3) It’s not strictly necessary to get rid of the execution context immediately. The important thing is that the retained context for all tail calls is bounded by a (hopefully small) constant. Perhaps it would be simpler to mark a sequence number as a tail call, and then have the spiller throw away the belt when it would have been otherwise spilled? This might not be an ideal implementation, as it would increase the pressure on the on-chip storage, but it should still be quite usable, and would probably be a more than adequate first implementation.
5a) Scheme supports varargs and mandates proper tail calls. Chez Scheme, Ikarus, Racket, Stalin, and/or Larceny might do what you describe, but I don’t know enough about any of these implementations on that particular count.
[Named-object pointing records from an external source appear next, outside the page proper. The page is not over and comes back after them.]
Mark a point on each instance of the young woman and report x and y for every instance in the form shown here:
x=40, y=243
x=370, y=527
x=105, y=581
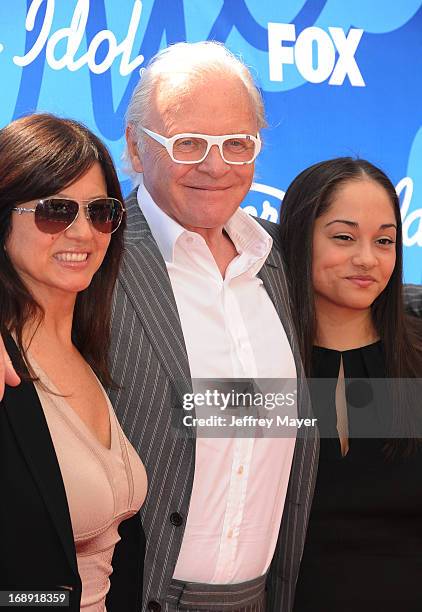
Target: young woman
x=69, y=479
x=340, y=231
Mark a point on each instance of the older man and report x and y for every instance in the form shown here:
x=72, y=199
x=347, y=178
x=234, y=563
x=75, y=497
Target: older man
x=202, y=295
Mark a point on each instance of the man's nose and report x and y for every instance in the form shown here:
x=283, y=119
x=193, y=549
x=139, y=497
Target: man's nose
x=214, y=164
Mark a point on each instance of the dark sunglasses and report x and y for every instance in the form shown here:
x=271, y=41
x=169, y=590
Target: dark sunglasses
x=54, y=215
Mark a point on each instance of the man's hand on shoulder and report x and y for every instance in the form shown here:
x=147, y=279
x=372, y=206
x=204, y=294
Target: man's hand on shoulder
x=8, y=375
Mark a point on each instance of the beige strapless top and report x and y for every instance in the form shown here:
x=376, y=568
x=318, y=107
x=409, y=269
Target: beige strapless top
x=103, y=487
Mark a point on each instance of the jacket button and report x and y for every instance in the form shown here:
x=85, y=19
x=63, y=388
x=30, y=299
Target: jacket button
x=176, y=519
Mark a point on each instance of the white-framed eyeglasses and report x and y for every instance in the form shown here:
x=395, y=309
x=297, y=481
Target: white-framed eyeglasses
x=190, y=148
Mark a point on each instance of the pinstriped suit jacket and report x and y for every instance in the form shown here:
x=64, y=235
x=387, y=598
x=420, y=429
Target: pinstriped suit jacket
x=149, y=361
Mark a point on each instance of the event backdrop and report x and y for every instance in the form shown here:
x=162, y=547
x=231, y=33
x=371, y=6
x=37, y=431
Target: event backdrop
x=339, y=77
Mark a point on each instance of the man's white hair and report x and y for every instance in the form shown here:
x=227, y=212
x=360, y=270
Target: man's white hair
x=193, y=62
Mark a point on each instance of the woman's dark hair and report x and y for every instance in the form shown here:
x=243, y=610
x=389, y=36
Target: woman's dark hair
x=308, y=197
x=40, y=155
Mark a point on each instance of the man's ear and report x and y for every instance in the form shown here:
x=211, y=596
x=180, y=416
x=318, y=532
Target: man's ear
x=132, y=147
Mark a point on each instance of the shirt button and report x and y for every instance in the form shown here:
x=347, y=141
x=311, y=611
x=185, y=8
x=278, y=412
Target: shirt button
x=176, y=519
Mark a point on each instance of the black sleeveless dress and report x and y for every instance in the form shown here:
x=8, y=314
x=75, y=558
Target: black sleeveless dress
x=363, y=549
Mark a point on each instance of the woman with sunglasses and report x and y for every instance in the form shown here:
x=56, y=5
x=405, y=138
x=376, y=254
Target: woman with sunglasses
x=71, y=484
x=340, y=230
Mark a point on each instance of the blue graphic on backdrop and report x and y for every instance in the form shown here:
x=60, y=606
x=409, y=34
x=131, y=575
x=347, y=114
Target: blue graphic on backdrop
x=338, y=78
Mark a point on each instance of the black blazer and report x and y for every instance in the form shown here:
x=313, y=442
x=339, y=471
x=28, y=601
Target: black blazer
x=37, y=549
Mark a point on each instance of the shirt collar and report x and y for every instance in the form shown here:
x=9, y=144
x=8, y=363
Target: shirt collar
x=247, y=235
x=165, y=230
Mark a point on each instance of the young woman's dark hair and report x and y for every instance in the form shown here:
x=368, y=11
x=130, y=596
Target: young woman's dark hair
x=309, y=196
x=40, y=155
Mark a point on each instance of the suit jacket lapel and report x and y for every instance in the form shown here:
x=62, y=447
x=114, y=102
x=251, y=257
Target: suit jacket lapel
x=147, y=283
x=28, y=422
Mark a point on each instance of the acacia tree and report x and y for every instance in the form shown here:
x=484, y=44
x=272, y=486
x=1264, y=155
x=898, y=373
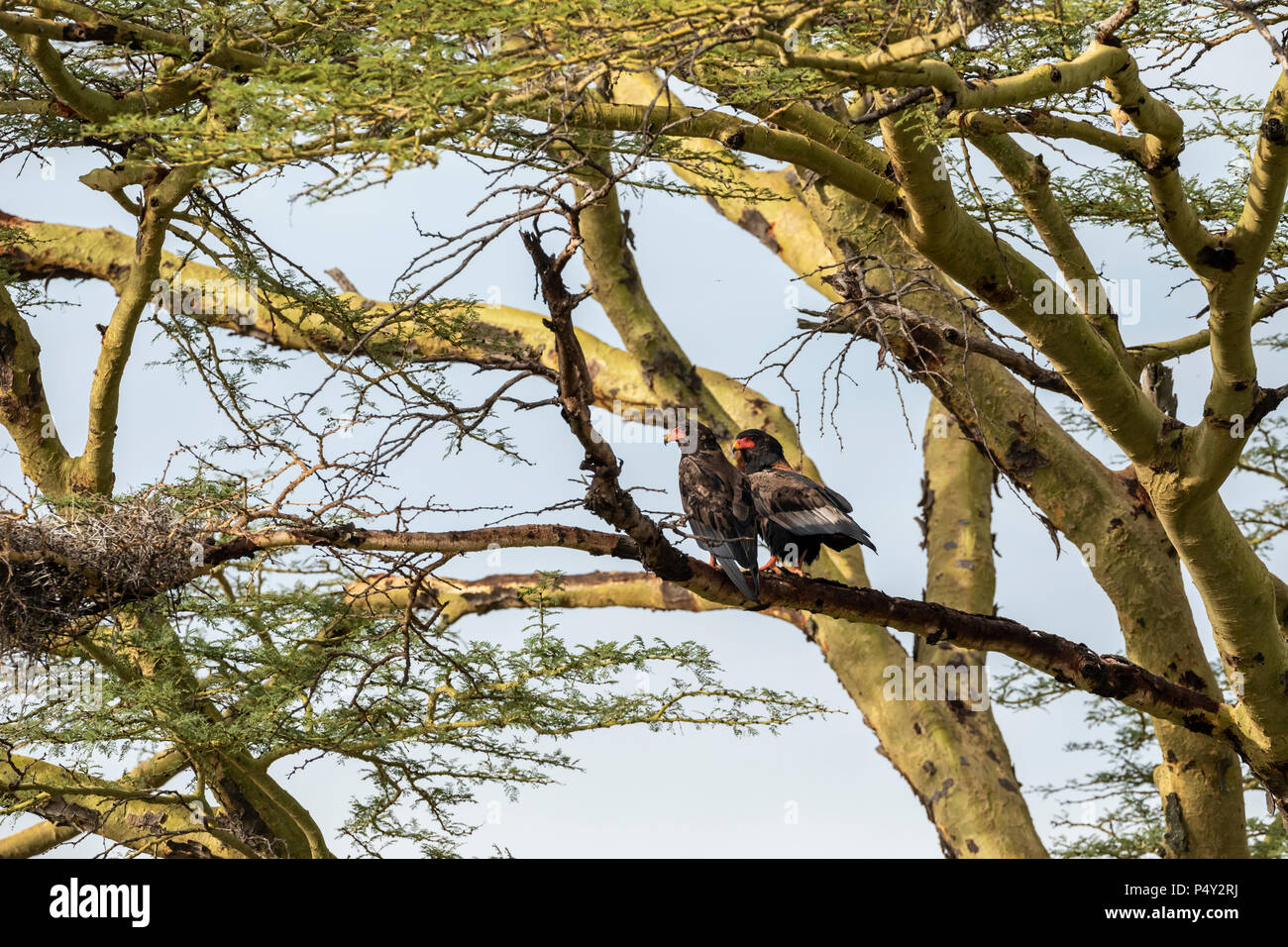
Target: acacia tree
x=932, y=169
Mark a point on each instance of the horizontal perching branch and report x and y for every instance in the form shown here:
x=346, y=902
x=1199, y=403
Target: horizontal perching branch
x=1070, y=663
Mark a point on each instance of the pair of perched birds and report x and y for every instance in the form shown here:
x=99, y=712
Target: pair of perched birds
x=728, y=505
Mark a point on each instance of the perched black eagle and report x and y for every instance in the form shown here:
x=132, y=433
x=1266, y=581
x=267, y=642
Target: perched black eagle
x=795, y=515
x=719, y=505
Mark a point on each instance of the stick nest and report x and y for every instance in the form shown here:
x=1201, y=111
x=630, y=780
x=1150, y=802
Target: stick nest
x=59, y=573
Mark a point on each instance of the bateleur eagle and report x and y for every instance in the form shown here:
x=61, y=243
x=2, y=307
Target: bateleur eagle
x=795, y=515
x=719, y=505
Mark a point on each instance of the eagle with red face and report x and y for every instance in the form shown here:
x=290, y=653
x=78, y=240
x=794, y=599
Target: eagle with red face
x=719, y=504
x=795, y=515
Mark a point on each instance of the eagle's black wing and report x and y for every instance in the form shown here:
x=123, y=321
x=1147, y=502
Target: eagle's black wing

In any case, it’s probably not important.
5b) Yup, even with a callret instruction, there would still likely be some fairly obvious reasons to perform tail recursion optimization on the Mill. Even some Scheme compilers have TRO, though they all also implement proper tail calls. If TRO was all there really was to proper tail calls, they wouldn’t be that interesting or significantly increase the expressive power of the language. But there’s a lot more to proper tail calls than TRO.